8

You are given an image of a surface photographed by a satellite.The image is a bitmap where water is marked by '.' and land is marked by '*'. Adjacent group of '*'s form an island. (Two '*' are adjacent if they are horizontal, vertical or diagonal neighbours). Your task is to print the number of islands in the bitmap.

Example Input:-

.........**
**......***
...........
...*.......
*........*.
*.........*

Output:- 5

Here, is my implementation which takes O(r * c) space and O(r * c) space where r is total no. of rows and c is total no of cols.

#include <stdio.h>
#define COLS 12

void markVisted(char map[][COLS], int visited[][COLS], int row, int col, int rowCount)
{
    if((row < 0) || (row >= rowCount) || (col < 0) || (col >= COLS) || (map[row][col] != '*') || (visited[row][col] == 1)) return;

    visited[row][col] = 1;

    //calling neighbours
    markVisted(map, visited, row+1, col, rowCount);
    markVisted(map, visited, row, col+1, rowCount);
    markVisted(map, visited, row-1, col, rowCount);
    markVisted(map, visited, row, col-1, rowCount);
    markVisted(map, visited, row+1, col+1, rowCount);
    markVisted(map, visited, row-1, col-1, rowCount);
    markVisted(map, visited, row-1, col+1, rowCount);
    markVisted(map, visited, row+1, col-1, rowCount);
}
int countIslands(char map[][COLS], int visited[][COLS], int rowCount)
{
    int i, j, count = 0;
    for(i=0; i<rowCount; ++i){
        for(j=0; j<COLS; ++j){

            if((map[i][j] == '*') && (visited[i][j] == 0)){
                ++count;
                markVisted(map, visited, i, j, rowCount);
            }
        }
    }
    return count;
}

int main()
{
    char map[][COLS] = {
                    "*..........",
                    "**........*",
                    "...........",
                    "...*.......",
                    "*........*.",
                    "..........*"               
                    };
    int rows = sizeof(map)/sizeof(map[0]);
    int visited[rows][COLS], i, j;  

    for(i=0; i<rows; ++i){
        for(j=0; j<COLS; ++j) visited[i][j] = 0;
    }

    printf("No. of islands = %d\n", countIslands(map, visited, rows));


    return 0;
}

please suggest some better logic for this problem
also, suggestions to improve my solution is welcomed.

Mathew Thompson
  • 55,877
  • 15
  • 127
  • 148
Eight
  • 4,194
  • 5
  • 30
  • 51
  • The question is interesting, but describing your algorithm by printing the source code is poor. You need to provide an explanation. –  Aug 13 '12 at 14:16
  • 1
    Sometimes, though, the source *is* the best documentation. – JayC Aug 13 '12 at 14:20
  • 5
    Your algorithm is well written and fine enough and there is no algorithm better than yours, because any algorithm to solve this should check each node state at least one time and will have a same order as your algorithm. – Saeed Amiri Aug 13 '12 at 14:21
  • 1
    By `O (n ^ 2)` you really mean `O (r * c)`, right? – pmg Aug 13 '12 at 14:22
  • Right, if `n` is your input size this is actually `O(n)` as you do one thing for each input cell. – Claudiu Aug 13 '12 at 14:22
  • 1
    I think this might be more on-topic in [Code Review](http://codereview.stackexchange.com/), but it appears to be welcome here, so I don't know for sure. – hyper-neutrino Apr 08 '17 at 21:10

5 Answers5

9

I think the confusion here is that your algorithm does actually run in linear time, not quadratic time.

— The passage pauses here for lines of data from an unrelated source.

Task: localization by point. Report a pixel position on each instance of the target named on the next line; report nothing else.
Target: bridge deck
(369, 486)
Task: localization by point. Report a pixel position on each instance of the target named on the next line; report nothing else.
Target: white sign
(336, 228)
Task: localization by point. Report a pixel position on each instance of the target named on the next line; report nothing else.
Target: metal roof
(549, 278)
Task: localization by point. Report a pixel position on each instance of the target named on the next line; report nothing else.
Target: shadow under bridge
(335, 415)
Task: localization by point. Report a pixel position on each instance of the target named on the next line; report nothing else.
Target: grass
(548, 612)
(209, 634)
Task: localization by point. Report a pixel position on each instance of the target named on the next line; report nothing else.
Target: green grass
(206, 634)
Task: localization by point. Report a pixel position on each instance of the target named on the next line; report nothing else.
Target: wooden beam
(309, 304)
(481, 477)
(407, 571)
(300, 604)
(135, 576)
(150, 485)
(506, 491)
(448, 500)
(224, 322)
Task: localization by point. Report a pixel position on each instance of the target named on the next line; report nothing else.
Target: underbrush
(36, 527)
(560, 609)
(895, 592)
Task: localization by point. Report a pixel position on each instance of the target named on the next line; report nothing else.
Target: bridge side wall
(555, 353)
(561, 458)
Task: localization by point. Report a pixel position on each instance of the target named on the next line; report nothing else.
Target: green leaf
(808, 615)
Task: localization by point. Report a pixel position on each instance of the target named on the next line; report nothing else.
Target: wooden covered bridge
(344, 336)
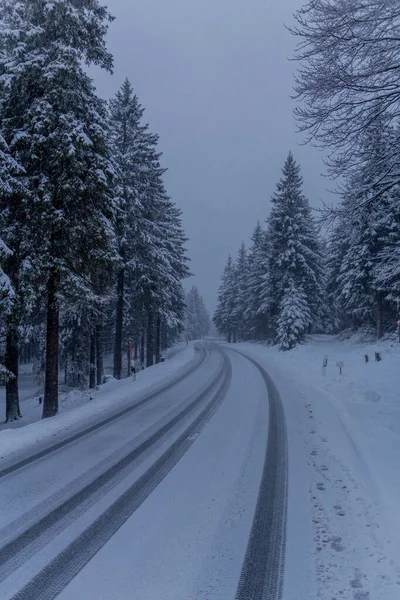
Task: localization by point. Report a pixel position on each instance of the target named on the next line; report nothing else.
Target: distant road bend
(181, 497)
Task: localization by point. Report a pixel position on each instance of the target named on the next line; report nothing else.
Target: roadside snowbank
(351, 430)
(78, 409)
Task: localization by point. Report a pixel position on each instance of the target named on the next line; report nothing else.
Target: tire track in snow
(51, 580)
(147, 398)
(18, 550)
(263, 567)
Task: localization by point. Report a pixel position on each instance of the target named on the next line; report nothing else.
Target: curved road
(181, 496)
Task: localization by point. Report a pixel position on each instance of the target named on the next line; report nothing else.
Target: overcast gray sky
(215, 80)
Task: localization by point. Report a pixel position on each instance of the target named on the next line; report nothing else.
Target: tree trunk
(150, 340)
(50, 402)
(119, 320)
(379, 315)
(11, 363)
(92, 360)
(99, 354)
(164, 343)
(158, 339)
(142, 348)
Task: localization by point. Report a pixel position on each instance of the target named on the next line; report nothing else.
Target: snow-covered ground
(78, 408)
(187, 539)
(350, 426)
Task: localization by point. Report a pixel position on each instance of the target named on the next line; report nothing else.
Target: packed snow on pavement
(350, 425)
(80, 407)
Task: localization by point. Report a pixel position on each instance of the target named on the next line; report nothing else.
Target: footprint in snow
(336, 544)
(361, 596)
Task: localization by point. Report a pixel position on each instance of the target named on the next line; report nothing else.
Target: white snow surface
(349, 425)
(188, 539)
(79, 408)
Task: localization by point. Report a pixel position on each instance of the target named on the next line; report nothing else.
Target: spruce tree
(369, 225)
(197, 321)
(294, 261)
(224, 317)
(13, 251)
(58, 125)
(255, 314)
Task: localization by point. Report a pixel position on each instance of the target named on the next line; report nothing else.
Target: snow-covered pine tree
(13, 251)
(367, 221)
(387, 267)
(58, 131)
(294, 315)
(241, 288)
(224, 315)
(256, 315)
(197, 321)
(149, 231)
(294, 260)
(133, 149)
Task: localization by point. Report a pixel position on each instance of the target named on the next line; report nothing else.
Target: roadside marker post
(324, 364)
(132, 363)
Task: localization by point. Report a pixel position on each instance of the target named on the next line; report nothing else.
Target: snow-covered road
(184, 497)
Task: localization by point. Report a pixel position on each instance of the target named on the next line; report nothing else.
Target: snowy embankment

When using big-O notation, n stands for the input size. Your input here is not just r or just c, but rather, r * c, as it is a grid of nodes. Your algorithm runs in O(r * c), as you said in your question... thus your algorithm runs in O(n) which is linear time.

It seems to me that any algorithm that solves this problem will have to read each input cell once in the worst case. Thus the best running time you can hope for is O(n). As your algorithm runs in O(n) you can't have any algorithm that runs of a faster order, in the worst case, than the algorithm you proposed.

I can think of some clever tricks. For example, if you have a block of *s, you could only check the diagonals, in certain cases. That is, if you have

......
.****.
.****.
.****.
.****.
......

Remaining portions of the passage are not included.